Let us fix $a=se^{i\psi}\in\Bbb C,\;r>0,\epsilon>0$.
I want to describe the set $$ A:=\left\{z\in\Bbb C\;:\;\left|\frac{\epsilon}z-a\right|<r\right\}\;\;. $$
First I notice that $$ \frac{\epsilon}z=a\;\;\Longleftrightarrow z=\frac{\epsilon}{s}e^{-i\psi}. $$ Call it $z_0$. Now, if we move in $A$, on the line of complex numbers of argument $-\psi$, the most distant elements from $z_0$ are $z_{\pm}:=\left(\frac\epsilon s\pm r\right)e^{-i\psi}$ (which are in $\partial A$ to be precise), so it follows that $$ \lambda e^{-i\psi}\in A,\;\;\lambda\in\left(\frac\epsilon s-r,\frac\epsilon s+r\right). $$ Moreover, for every such $\lambda$, there exists $g(\lambda)>0$ such that $$ \lambda e^{-i\phi}\in A\;\;\Longleftrightarrow \phi\in\left(\psi-g(\lambda),\psi+g(\lambda)\right)=:I_{\lambda}\;. $$ It is clear that:
-$g$ is continuous (and I'd say smooth)
-$g(\lambda)\to0^+$ as $\lambda\to\frac\epsilon s\pm r$
-it reaches its maximum at the midpoint $\lambda_0=\frac\epsilon s$
-it's symmetric with respect to $\lambda_0$
Hence $A$ can be described as follows:
$$ A=\left\{\lambda e^{-i\phi}\;:\;\lambda\in\left(\frac\epsilon s-r,\frac\epsilon s+r\right),\; \phi\in\left(\psi-g(\lambda),\psi+g(\lambda)\right)\right\}\;\;. $$
My suspect is that $g$ increases till $\lambda_0$ and then decreases to $0$ in a way that the surface spanned is exactly a circle, namely $$ A=\left\{\left|z-\frac\epsilon a\right|<r\right\}\;. $$ What can I do to get more information on $g$ to prove/disprove this last equality?
$W = \{w \in \mathbb C: |w - a| = r\}$ is the circle of radius $r$ centred at $a$. It is the image of $Z = \{z \in \overline{\mathbb C}: |\epsilon/z - a| = r\}$ under the inversion $f: z \to \epsilon/z$, where $\overline{\mathbb C}$ is the Riemann sphere (the extended complex plane).
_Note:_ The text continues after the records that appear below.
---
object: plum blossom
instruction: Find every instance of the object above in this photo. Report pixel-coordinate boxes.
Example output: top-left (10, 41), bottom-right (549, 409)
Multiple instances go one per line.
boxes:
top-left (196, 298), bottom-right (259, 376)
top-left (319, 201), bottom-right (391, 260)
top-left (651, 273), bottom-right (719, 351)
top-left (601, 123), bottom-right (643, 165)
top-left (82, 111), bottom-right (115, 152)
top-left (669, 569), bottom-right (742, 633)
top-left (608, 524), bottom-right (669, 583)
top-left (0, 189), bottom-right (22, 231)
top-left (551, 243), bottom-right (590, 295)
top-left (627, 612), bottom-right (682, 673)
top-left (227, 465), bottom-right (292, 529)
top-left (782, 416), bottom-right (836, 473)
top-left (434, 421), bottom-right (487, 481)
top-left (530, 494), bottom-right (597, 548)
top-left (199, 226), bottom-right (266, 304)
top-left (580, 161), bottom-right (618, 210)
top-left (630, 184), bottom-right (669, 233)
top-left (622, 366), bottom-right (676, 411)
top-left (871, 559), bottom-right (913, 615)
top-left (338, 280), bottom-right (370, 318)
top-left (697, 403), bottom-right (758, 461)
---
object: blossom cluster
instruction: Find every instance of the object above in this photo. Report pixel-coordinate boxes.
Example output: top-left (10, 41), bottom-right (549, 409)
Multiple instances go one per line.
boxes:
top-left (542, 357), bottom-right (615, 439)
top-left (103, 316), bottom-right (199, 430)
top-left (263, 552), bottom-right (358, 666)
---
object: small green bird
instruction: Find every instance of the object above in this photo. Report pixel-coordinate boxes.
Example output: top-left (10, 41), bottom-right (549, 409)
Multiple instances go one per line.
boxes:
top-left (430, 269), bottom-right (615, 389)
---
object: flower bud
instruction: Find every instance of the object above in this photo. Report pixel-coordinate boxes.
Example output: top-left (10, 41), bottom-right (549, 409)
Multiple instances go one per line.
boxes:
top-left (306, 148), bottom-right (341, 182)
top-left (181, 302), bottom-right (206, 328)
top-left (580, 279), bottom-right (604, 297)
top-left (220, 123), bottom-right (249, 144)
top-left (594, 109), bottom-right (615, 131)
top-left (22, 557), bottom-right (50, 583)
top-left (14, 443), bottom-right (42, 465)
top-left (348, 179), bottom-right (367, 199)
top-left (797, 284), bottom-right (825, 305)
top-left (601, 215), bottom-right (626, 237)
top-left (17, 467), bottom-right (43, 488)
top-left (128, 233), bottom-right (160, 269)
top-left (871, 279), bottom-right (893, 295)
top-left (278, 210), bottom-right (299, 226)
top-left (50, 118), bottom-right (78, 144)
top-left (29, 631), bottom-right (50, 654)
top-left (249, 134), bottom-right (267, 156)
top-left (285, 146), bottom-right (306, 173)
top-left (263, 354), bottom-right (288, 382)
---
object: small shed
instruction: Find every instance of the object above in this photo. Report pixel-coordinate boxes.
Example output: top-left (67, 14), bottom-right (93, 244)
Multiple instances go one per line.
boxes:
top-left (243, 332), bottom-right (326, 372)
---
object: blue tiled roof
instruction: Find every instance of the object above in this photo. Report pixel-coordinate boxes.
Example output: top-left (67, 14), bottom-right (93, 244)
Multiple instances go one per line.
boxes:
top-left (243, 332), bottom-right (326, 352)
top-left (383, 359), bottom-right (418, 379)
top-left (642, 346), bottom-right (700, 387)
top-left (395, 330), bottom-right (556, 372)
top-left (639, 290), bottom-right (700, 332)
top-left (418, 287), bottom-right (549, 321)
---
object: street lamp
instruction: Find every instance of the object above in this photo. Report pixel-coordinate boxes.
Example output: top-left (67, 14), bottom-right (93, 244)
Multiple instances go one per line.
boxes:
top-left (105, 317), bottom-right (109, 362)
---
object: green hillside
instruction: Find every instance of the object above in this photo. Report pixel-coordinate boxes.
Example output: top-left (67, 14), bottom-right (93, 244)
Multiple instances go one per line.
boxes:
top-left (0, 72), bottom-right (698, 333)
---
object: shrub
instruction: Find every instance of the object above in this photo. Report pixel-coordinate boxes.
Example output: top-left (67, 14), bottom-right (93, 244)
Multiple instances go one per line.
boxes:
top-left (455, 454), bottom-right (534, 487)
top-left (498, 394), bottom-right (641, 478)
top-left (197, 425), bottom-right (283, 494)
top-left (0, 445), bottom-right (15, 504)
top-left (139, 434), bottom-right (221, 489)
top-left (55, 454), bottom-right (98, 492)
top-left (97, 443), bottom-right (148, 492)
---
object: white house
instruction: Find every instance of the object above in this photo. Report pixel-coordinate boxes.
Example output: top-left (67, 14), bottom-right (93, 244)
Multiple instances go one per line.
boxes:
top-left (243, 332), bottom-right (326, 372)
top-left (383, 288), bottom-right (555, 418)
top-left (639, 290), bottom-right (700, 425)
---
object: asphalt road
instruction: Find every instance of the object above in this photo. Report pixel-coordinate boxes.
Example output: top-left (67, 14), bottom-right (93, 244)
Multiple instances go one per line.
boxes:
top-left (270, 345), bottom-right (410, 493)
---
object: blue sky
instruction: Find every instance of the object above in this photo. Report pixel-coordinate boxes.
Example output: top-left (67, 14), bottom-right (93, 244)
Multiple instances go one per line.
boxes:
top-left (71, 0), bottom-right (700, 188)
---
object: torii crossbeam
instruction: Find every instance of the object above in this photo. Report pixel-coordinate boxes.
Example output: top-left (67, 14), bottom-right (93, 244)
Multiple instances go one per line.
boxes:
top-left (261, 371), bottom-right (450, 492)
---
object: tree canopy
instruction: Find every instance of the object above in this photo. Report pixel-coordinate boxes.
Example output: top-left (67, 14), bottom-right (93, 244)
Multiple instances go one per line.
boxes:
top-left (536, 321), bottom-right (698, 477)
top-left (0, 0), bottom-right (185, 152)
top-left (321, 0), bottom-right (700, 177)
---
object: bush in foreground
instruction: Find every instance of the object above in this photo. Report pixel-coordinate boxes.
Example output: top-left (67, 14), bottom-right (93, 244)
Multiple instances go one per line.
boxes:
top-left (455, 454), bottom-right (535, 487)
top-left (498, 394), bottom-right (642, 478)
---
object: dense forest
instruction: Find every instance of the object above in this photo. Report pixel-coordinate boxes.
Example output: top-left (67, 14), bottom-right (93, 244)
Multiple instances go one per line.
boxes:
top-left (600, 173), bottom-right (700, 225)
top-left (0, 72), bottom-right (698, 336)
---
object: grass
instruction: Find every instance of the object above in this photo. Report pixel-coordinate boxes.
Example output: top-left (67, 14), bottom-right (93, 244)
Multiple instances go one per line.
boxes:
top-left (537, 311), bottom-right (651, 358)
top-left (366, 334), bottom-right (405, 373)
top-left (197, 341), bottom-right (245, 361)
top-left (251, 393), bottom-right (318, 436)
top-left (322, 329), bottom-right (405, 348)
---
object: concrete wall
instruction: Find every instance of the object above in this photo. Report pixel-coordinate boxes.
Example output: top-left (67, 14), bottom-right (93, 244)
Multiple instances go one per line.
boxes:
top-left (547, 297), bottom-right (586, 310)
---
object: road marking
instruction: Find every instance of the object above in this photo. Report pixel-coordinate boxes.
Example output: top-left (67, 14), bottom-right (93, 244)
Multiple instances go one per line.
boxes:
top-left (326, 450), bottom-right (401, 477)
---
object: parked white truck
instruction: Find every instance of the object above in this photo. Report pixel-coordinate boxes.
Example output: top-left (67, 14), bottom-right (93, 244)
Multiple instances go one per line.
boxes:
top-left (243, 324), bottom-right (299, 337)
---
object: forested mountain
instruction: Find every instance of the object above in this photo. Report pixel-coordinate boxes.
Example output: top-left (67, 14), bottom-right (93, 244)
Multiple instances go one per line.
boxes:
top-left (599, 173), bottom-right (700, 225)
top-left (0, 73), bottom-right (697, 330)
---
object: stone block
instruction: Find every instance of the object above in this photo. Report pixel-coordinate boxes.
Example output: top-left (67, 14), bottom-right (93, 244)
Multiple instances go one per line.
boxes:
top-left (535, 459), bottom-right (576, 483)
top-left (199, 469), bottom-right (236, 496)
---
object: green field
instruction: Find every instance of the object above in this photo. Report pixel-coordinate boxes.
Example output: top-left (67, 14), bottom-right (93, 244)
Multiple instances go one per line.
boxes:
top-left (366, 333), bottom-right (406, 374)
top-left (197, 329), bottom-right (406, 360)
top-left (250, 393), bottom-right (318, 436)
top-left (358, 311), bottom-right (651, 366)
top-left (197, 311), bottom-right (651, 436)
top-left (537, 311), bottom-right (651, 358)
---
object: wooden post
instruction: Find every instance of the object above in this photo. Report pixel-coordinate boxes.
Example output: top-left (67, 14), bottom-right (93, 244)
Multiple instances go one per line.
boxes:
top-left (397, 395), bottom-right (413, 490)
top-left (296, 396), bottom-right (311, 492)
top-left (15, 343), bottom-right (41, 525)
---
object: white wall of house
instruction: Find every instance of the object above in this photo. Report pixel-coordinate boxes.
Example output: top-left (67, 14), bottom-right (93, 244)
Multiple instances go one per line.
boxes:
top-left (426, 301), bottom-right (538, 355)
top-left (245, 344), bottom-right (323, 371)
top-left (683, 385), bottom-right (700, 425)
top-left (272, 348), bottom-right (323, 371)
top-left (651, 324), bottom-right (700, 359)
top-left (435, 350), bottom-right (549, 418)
That being a Möbius transformation, it takes circles and lines into circles and lines. To make sure it is a circle and not a line, we just need to make sure it doesn't contain the point at $\infty$, i.e. that $|a| \ne r$. Now $A = \{z \in \mathbb C: |\epsilon/z - a| < r\}$ is either the inside or the outside of the circle $Z$. To check which it is, we just need to check what happens to $\infty$ under the transformation. What we need for it to be the inside of the circle is that it doesn't contain a deleted neighbourhood of $\infty$, i.e. that $|a| > r$.